Monday, February 18, 2008

Mencken on the New Deal


This alert came from a listener. He was reading "The Bad Boy of Baltimore" a biography of H.L. Mencken by Marion Elizabeth Rodgers. On page 409 of that book he finds the following"

"By the mid-1930's, thanks to the New Deal, all that self-reliance had changed, prompting Mencken to declare: 'There is no genuine justice in any scheme of feeding and coddling the loafer whose only ponderable energies are devoted wholly to reproduction. Nine-tenths of the rights he bellows for are really privileges and he does nothing to deserve them.' Despite the billions spent on an individual, 'he can be lifted transiently but always slips back again.' Thus, the New Deal had been 'the most stupendous digenetic enterprise ever undertaken by man.... We not only acquired a vast population of morons, we have inculcated all morons, old or young, with the doctrine that the decent and industrious people of the country are bound to support them for all time. The effects of that doctrine are bound to be disastrous soon or late.'

When someone asked, "And what, Mr. Mencken, would you do about the unemployed?" He looked up with a bland expression. "We could start by taking away their vote," he said, deadpan.

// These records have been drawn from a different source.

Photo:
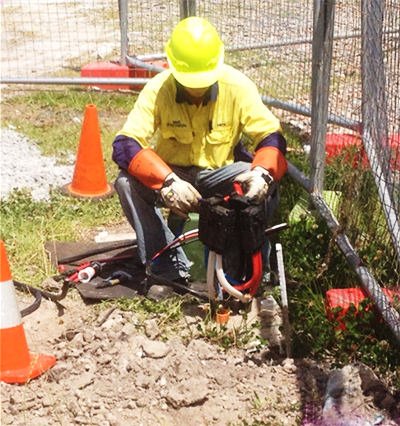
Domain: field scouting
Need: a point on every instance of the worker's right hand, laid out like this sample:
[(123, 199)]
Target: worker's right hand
[(179, 196)]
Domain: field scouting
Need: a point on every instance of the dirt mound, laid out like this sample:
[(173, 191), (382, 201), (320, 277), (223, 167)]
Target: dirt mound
[(113, 368)]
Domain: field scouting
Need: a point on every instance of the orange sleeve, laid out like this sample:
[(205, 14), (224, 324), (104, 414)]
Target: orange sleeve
[(149, 168), (272, 159)]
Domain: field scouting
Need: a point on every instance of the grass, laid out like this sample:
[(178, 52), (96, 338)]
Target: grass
[(313, 263)]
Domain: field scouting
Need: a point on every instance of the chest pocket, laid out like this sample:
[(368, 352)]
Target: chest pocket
[(218, 147), (220, 136), (177, 135)]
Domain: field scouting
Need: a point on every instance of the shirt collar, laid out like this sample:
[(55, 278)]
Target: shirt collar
[(210, 95)]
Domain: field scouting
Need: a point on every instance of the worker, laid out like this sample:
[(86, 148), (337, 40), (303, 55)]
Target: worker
[(183, 141)]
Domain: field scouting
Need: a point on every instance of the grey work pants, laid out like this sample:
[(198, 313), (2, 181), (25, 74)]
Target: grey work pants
[(139, 205)]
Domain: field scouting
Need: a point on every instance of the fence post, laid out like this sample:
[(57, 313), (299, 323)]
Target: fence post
[(374, 107), (187, 8), (123, 25), (324, 12)]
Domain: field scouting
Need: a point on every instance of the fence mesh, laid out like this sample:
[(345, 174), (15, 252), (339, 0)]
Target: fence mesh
[(272, 43)]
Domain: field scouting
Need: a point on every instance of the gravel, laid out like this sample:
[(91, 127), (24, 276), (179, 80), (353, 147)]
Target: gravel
[(22, 166)]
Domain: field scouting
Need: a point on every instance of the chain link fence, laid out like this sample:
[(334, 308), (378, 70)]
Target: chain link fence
[(346, 75)]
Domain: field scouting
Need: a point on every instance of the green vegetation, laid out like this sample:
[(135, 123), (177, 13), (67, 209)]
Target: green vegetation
[(313, 263)]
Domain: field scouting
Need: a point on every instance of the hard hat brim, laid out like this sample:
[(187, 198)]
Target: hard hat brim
[(196, 80)]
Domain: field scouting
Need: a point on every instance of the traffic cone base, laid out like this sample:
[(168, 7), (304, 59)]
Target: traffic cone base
[(107, 191), (89, 180), (17, 364)]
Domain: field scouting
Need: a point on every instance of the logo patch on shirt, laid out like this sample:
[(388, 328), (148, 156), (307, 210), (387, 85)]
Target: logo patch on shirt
[(176, 123)]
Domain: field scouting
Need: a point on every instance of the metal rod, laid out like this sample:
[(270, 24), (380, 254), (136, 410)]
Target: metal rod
[(306, 111), (74, 80), (322, 48), (375, 130), (123, 25), (187, 8), (284, 299), (271, 45)]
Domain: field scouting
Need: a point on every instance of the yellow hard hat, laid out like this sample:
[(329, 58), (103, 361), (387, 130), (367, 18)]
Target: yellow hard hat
[(195, 53)]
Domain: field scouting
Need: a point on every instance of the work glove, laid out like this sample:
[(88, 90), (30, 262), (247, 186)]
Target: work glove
[(179, 196), (255, 183)]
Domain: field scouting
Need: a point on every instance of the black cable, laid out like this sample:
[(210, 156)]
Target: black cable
[(39, 294), (124, 244)]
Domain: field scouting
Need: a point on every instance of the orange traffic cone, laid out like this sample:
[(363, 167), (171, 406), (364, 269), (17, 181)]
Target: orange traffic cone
[(89, 180), (17, 365)]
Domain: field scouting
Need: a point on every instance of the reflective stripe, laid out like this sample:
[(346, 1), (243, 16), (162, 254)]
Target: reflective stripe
[(10, 316)]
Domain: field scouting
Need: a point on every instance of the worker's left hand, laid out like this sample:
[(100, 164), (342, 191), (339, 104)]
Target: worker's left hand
[(255, 183), (179, 195)]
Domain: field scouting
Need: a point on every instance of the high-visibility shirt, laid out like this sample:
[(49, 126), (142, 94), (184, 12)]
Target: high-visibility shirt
[(205, 136)]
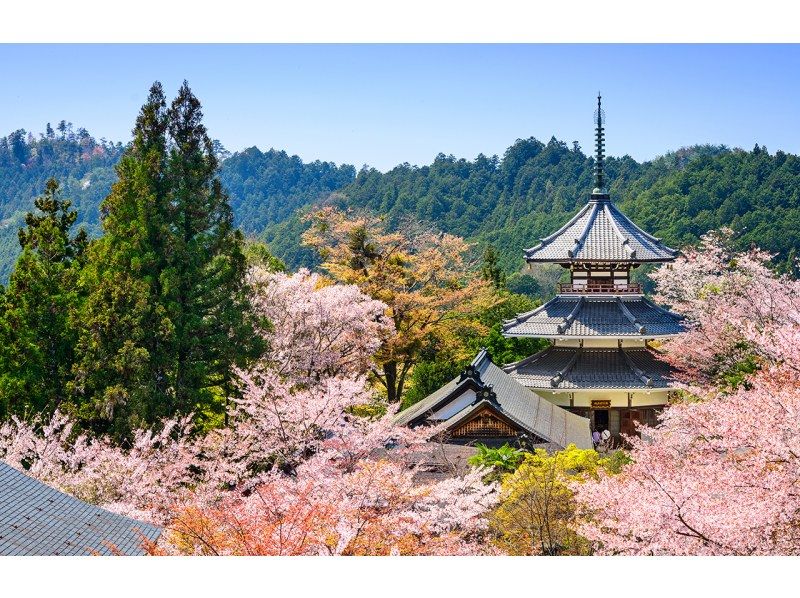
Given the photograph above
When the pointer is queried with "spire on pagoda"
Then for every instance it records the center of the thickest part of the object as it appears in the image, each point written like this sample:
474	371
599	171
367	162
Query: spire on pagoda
599	191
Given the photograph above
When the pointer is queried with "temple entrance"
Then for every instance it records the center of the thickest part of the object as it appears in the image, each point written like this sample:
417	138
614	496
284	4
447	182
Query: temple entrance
600	419
628	422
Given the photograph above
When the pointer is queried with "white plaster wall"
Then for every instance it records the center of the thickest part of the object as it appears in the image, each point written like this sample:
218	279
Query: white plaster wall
583	398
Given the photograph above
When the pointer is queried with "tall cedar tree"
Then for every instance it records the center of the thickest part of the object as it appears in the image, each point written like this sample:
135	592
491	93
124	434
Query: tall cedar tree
37	327
165	320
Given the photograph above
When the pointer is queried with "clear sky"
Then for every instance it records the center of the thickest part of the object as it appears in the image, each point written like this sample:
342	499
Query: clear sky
386	104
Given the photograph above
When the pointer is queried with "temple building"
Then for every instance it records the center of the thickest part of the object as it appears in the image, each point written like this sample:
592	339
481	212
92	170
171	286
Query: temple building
484	404
38	520
599	324
599	372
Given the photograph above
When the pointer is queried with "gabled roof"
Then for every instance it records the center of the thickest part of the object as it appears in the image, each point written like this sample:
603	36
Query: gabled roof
599	232
528	410
559	368
611	316
36	519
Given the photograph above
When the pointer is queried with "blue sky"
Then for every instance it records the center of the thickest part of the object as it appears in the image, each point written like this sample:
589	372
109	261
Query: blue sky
386	104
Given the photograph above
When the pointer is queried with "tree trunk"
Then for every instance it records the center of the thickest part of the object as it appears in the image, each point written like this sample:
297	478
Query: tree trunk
390	373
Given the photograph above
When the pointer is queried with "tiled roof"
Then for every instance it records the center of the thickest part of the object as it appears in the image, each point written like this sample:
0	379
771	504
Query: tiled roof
600	233
573	368
36	519
531	412
596	316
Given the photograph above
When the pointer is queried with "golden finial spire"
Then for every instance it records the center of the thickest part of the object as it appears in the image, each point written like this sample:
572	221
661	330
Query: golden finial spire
599	177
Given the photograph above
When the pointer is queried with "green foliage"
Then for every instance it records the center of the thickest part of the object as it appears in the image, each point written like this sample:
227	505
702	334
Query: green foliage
491	270
257	253
537	510
165	320
266	187
372	410
83	165
501	460
37	323
512	202
429	376
438	366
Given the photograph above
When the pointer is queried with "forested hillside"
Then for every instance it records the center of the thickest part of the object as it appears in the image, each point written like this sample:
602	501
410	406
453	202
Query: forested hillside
265	187
83	166
509	202
514	201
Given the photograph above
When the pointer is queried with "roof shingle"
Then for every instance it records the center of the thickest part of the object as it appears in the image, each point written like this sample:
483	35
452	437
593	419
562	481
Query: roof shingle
36	519
599	232
596	316
533	413
573	368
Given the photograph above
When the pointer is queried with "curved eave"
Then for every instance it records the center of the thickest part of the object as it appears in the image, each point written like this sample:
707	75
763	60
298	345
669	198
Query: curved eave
570	261
614	337
595	389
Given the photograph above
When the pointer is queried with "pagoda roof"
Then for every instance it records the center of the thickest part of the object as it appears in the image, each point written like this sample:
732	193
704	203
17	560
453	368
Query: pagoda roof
599	232
507	397
36	519
610	316
572	368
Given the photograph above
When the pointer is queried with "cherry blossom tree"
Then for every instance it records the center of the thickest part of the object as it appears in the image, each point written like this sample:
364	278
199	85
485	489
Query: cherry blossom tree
295	472
719	474
316	329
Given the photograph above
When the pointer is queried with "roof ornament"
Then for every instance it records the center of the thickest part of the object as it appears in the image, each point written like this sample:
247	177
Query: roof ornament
486	394
471	372
599	191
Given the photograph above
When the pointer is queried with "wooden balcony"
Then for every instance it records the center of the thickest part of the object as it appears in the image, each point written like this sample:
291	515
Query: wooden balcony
591	289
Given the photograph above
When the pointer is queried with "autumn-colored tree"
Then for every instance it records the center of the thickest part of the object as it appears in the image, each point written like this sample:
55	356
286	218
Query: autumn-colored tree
432	293
719	474
537	508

Mencken was not surprised when the majority disagreed. "There can be nothing even remotely approaching a rational solution of the fundamental national problems until we face them in a realistic spirit," he later reflected, and that was impossible so long as educated Americans remained responsive "to the Roosevelt buncombe."

"Buncombe," by the way, means a county in North Carolina, a city in Illinois or another word for "nonsense."